May 6, 2014

Official prayers aren't official religion, court says

The Supreme Court has ruled that prayers at the start of a town council meeting do not have the effect of establishing a religion. This is true, the court decided, even if all of the prayers are from a particular religion, and even those prayers are explicitly sectarian.

There are very few limits of officially sanctioned prayer, according to this decision in Town of Greece vs. Galloway. In fact, "Absent a pattern of prayers that over time denigrate, proselytize, or betray an impermissi­ble government purpose, a challenge based solely on the content of a prayer will not likely establish a constitutional violation."

Typically, questions about whether or not government action is establishing religion is decided by a legal test. The Lemon Test, the most famous of these, asks whether a law has a secular purpose, whether it's primary effect relates to religion, and whether it's an excessive entanglement of government and religion. Now the court has ruled, however, that officially offered prayers at government meetings are not subject to such tests.

Prayers can be entanglements without establishing religion.

Prayers can be primarily religious.

Prayers don't have to be secular, serving only to solemnize or something like that.

Justice Anthony Kennedy, writing the opinion for the majority, cited the 1983 Supreme Court case Marsh vs. Chambers in explaining the decision. Formal tests, like the Lemon Test, are not necessary when the practice has a long-established history. Tradition trumps.

As Kennedy wrote:
Marsh is sometimes described as 'carving out an excep­tion' to the Court's Establishment Clause jurisprudence, because it sustained legislative prayer without subjecting the practice to 'any of the formal "tests" that have traditionally structured' this inquiry. The Court in Marsh found those tests unnecessary because history supported the conclusion that legislative invocations are compatible with the Establish­ment Clause . . . Marsh stands for the proposi­tion that it is not necessary to define the precise boundary of the Establishment Clause where history shows that the specific practice is permitted. Any test the Court adopts must acknowledge a practice that was accepted by the Framers and has withstood the critical scrutiny of time and political change. A test that would sweep away what has so long been settled would create new controversy and begin anew the very divisions along religious lines that the Establishment Clause seeks to prevent. Marsh, indeed, requires an inquiry into the prayer opportunity as a whole, rather than into the con­tents of a single prayer.
The only remaining test, according to the Supreme Court, is coercion. Officially authorized government prayer would be an unconstitutional establishment of religion if -- and basically only if -- people were coerced into prayer.

Prayer at public school ceremonies, for example, is not different because it's considered coercive.

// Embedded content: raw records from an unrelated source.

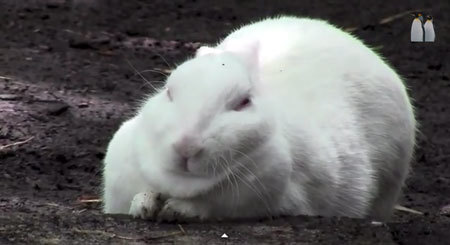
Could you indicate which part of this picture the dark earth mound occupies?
[0,0,450,244]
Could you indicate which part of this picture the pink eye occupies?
[233,97,252,111]
[167,89,173,101]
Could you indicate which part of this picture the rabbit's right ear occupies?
[195,46,221,57]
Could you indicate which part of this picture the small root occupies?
[0,136,34,151]
[394,205,423,215]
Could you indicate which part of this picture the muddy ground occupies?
[0,0,450,244]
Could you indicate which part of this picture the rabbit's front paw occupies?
[128,192,161,219]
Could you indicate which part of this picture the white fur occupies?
[104,17,415,220]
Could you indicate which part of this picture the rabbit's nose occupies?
[172,135,203,159]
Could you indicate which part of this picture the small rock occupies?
[439,204,450,216]
[0,94,22,100]
[69,38,94,49]
[78,102,89,108]
[47,103,69,116]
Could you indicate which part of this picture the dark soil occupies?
[0,0,450,244]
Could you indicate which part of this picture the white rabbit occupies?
[104,16,416,220]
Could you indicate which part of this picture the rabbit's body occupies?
[105,17,415,219]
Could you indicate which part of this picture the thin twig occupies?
[148,231,184,239]
[394,205,423,215]
[0,136,34,151]
[72,228,141,240]
[78,199,102,203]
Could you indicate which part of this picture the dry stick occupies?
[394,205,423,215]
[78,199,102,203]
[148,231,184,240]
[72,228,140,240]
[0,136,34,151]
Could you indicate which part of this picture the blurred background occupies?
[0,0,450,244]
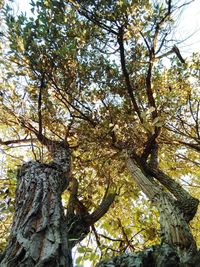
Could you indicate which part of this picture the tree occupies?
[0,0,200,266]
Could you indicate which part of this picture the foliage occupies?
[0,0,200,264]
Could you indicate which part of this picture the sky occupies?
[14,0,200,57]
[1,0,200,267]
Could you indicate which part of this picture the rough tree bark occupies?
[0,142,72,267]
[0,134,116,267]
[97,157,200,267]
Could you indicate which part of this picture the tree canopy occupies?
[0,0,200,265]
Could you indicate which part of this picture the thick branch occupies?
[118,27,143,122]
[85,193,116,225]
[145,166,199,222]
[67,178,78,217]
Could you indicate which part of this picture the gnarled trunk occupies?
[0,143,72,267]
[125,158,200,266]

Justice Clarance Thomas wrote a concurring opinion that stakes out a more originalist version of the idea of coercive religious establishment. According to Thomas, a religion is only established by a government, for the purposes of the U.S. Constitution, if that government forces people to participate in religious practices. This was the practice of some states at the time of the nation's founding and the Fourteenth Amendment. This should be understood as the context of what the law means by "establishment of religion."

Coercion only counts, Thomas says, if it's legal coercion.

He writes, "there is no support for the proposition that the framers of the Fourteenth Amendment embraced wholly modern notions that the Establishment Clause is violated whenever the 'reasonable observer' feels 'subtle pressure'  or perceives governmental 'endors[ement].'"

The court will revisit this question of coercion soon. The justices are scheduled consider a case concerning whether or not a public school can hold a graduation in a church later this month.